CEZAEVLERİ "SAĞLIKSIZ"
İnsan Hakları Derneği'nin Marmara Bölgesinde bulunan cezaevlerinde yaptığı sağlık araştırması korkuç gerçekleri ortaya çıkardı.
Necip GERBOĞA İstanbul
İnsan Hakları Derneği'nin Marmara Bölgesinde bulunan cezaevlerinde yaptığı sağlık araştırması korkuç gerçekleri ortaya çıkardı. İHD'nin raporuna göre cezaevlerinde doktor, ilaç ve sağlık gereçleri yetersiz sayıda bulunuyor ve hastane sevkiyatları geciktirilerek yapılıyor. Raporda ayrıca, bu yılın son altı ayında 11 kişinin cezaevlerinde yaşamını yitirdiği ortaya çıkardı.
İnsan Hakları Derneği İstanbul Şubesi tarafından Marmara Bölgesi'ndeki cezaevlerindeki sağlık durumu ile ilgili yapılan araştırmalar korkunç bir gerçeği ortaya çıkarttı. Yapılan araştırmalar sonucu oluşturulan rapor, son 1 yıl içerisinde Marmara Bölgesi'ndeki cezaevlerinde yatan tutuklu ve hükümlülerin aileleri ve avukatları aracılığıyla İHD'ye yaptığı başvuruları içeriyor.

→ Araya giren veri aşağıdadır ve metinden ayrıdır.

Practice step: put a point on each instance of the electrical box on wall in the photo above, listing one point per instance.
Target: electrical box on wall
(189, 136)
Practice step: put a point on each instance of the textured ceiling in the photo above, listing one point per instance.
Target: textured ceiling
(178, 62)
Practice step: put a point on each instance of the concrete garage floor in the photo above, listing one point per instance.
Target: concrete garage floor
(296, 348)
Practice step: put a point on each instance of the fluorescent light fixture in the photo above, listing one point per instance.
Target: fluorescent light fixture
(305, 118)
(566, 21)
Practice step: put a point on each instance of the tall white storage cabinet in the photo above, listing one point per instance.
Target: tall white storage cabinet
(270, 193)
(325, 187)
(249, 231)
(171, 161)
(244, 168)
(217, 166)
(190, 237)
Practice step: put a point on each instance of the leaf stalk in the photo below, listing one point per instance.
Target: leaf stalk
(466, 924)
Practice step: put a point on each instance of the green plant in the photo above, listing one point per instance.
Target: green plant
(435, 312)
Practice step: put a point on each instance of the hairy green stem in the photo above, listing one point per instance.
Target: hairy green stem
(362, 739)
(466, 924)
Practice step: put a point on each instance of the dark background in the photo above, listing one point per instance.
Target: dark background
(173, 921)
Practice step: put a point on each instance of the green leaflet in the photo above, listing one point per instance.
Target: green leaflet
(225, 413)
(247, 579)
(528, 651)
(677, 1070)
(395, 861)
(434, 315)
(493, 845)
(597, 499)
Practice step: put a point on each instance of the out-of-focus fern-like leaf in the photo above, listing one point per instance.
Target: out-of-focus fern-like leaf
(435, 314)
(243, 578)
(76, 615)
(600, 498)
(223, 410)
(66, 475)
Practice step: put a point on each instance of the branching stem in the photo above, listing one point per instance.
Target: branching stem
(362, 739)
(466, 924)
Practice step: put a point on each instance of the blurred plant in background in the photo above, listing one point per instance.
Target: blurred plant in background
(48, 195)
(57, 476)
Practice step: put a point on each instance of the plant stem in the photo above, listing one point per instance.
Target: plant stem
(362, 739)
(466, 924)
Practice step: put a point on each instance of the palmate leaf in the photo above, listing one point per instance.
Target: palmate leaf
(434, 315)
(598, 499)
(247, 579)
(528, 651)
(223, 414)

En sabıkalı F tipi cezaevleri
İHD Cezaevi Komisyon Üyesi Ümit Efe'nin okuduğu rapora göre 2004'ün ilk 6 ayından itibaren 11 kişinin çeşitli sağlık problemleri ve ihmaller nedeniyle yaşamını yitirdiği öğrenildi. Ölüm orucu eylemlerine kadar uzun bir direnişe sahip olan F Tipi cezaevleri ise ihmaller ve sağlık konusunda en başta yer alıyor. Raporda, F Tipi cezaevlerinde havalandırma duvarlarının çok yüksek, pencerelerin çok küçük olduğuna dikkat çekilirken; tutukluların yılın yarısı kadar bir süreyi güneş almadan geçirdiği ifade edildi. Yapısal aksaklıklar nedeniyle bulaşıcı hastalıklar, verem, anemi gibi hastalıklara da sıkça rastlandığına işaret edildi.
Bu arada, Devlet Hastaneleri'nin büyük bir kısmında mahpus koğuşunun bulunmaması nedeniyle tedavilerin önünün tıkandığı kaydedilirken; kan bulunması gereken ameliyat gibi durumlarda da çözümün ailelerden beklenildiği belirtildi.
Kadın tutuklular risk grubunda
Cezaevlerinin hiç birinde kadınlar için ayrı bir revir bulunmadığının altı çizilen raporda jinekolojik muayenelerin ve doğum gibi kadına özgü durumların, büyük sorun yaşattığına da dikkat çekildi. Öte yandan, temizlik maddesi gibi ihtiyaç malzemelerinin çok yüksek fiyatlara satıldığı öne sürülen raporda, bu nedenle hijyen koşullarının sağlanamadığı ve hastalık riskinin arttığı vurgulandı.
Efe, insan hakları savunucuları olarak tecrit hapishaneleri için ayrılan trilyonluk bütçelerin sağlık ve insani koşullara ayrılması gerektiğini savunarak, "Hapishanelere yapılacak reformların bu kapsamda ele alınması gerekiyor. Mapusu ihnsan ssaymayan politikalardan vazgeçilmelidir. Cezaevi koşullarında iyileşmeyecek hasta ve mapuslar tutuklu-hükümlü ayrımı kaldırılarak CMUK'un 399/1 maddesi gereği sarbest bırakılmalıdır" diye konuştu.
Bu arada, 2001 yılından bu yana tutuklu bulunan ve mesane kanseri hastalığına yakalanan Erol zavar'ın eşi Elif Zavar, eşinin hastalığının ihmal nedeniyle iyice ilerlediğini söyledi. Eşinin Tekirdağ F Tipi Cezaevi'nde yaşam mücadelesi verdiğini belirten Zavar: "Eşim yarın Edirne Tıp Fakültesinde safra kesesi ameliyatı olacak. Şu an kendi ihtiyaçlarını kendi başına karşılayamayacak durumda. Buna rağmen tutuklu. Bu baskı ortamının bir an önce kaldırılmasını istiyorum" dedi.